I think first of all one has to define what one defines as BBQ. I personally define it as a slow cooked smoked piece of meat, not some thing that is rapidly seared over a hot fire with perhaps some wood thrown in at the last moment for flavor. To me that is grilling or charcoaling.

If you are going to produce a really great piece of BBQ you have to be able to control 3 basic things: 1. HEAT, 2. AMOUNT OF SMOKE, and 3. MOISTURE. All of these units that are made by CookShack, in my opinion, control all of these three things perfectly. The heat is produced by very heavy duty electric coils that don't blow out with the wind or run out because you forgot to have your gas tanks refilled. The amount of smoke and moisture really are somewhat realated when it comes to these units. The reason that I say that is from the aspect of the construction of the housing, or smoke "box". Having used other products over the years that are just stamped out pieces of metal they are subject to the wind, outside temp, etc. The way that this thing is made it seals in the moisture and is insulated so that moisture loss is insignificant and that the smoke is maximized. That is why it seems like you are using so little wood when you start looking at the receipes. This actually has effects regarding the heat as well, because if you have ever tried to cook on a windy day you know how hard it can be to control the heat stability. The closest I have ever come to producing the results from even the first use of the CookShack smoker was a water smoker and that is still a crap shoot with very little that you can vary to affect the results.

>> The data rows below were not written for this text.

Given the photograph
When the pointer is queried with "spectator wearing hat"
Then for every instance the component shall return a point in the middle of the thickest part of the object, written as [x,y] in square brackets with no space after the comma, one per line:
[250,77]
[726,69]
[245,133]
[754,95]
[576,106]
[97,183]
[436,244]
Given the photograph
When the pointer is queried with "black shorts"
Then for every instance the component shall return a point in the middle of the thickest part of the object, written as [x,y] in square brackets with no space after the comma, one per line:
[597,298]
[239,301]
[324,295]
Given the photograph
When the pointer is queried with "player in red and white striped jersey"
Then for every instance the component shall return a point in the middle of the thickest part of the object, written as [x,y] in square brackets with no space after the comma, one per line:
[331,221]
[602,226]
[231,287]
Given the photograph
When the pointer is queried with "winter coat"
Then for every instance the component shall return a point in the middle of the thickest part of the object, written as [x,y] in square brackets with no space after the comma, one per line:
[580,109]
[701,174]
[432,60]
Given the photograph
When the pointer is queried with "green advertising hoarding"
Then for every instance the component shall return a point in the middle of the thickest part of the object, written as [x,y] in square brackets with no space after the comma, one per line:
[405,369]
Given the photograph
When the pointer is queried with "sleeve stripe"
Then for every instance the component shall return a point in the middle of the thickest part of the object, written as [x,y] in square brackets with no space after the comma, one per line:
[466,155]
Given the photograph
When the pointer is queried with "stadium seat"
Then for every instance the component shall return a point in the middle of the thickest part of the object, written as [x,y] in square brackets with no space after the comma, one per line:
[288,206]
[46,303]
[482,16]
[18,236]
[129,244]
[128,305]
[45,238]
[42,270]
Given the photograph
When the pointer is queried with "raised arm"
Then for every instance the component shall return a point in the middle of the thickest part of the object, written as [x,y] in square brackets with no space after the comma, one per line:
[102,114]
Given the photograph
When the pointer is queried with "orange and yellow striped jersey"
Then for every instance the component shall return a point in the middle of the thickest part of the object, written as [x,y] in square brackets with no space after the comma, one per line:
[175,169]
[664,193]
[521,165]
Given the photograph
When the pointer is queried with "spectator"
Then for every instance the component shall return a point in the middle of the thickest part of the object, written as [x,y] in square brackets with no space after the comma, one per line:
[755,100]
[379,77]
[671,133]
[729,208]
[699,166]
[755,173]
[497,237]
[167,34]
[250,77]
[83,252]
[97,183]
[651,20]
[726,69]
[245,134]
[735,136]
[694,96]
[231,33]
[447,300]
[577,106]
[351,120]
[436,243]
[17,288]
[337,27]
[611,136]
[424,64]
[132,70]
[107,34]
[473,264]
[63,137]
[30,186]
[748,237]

Perhaps from my background in science is why I have been so impressed with the CookShack smoker and have taken the time to write two postings within the three days that I have owned it. You have such control over absolutely everything with out having to guess. None of this wrapping the meat in foil and precooking it in the oven and then putting it in the BBQ pit. No maintaining some large bulky thing that weighs as much as your car and consumes as much wood as your fireplace. Being born and raised in Texas where BBQ is some thing that is taken very seriously I will have to admit this smoker looks more like a portable dishwasher than what many down here would call a "REAL BBQ PIT", but if you want someting that is going to produce the best BBQ routinely with out all the hassles of what most folks go through to BBQ a brisket for a weekend get together you can't beat it.

I haven't tried it out for some of the other extended uses yet, but after I do I will try to put futher postings relating to those results as well. Perhaps this is making even an additional point, in so far as when it comes to smoking and outdoor cooking, in general, the CookShack will handle virtually anything, precisely. As of yet, for the money, I have not been able to find anything that comes close.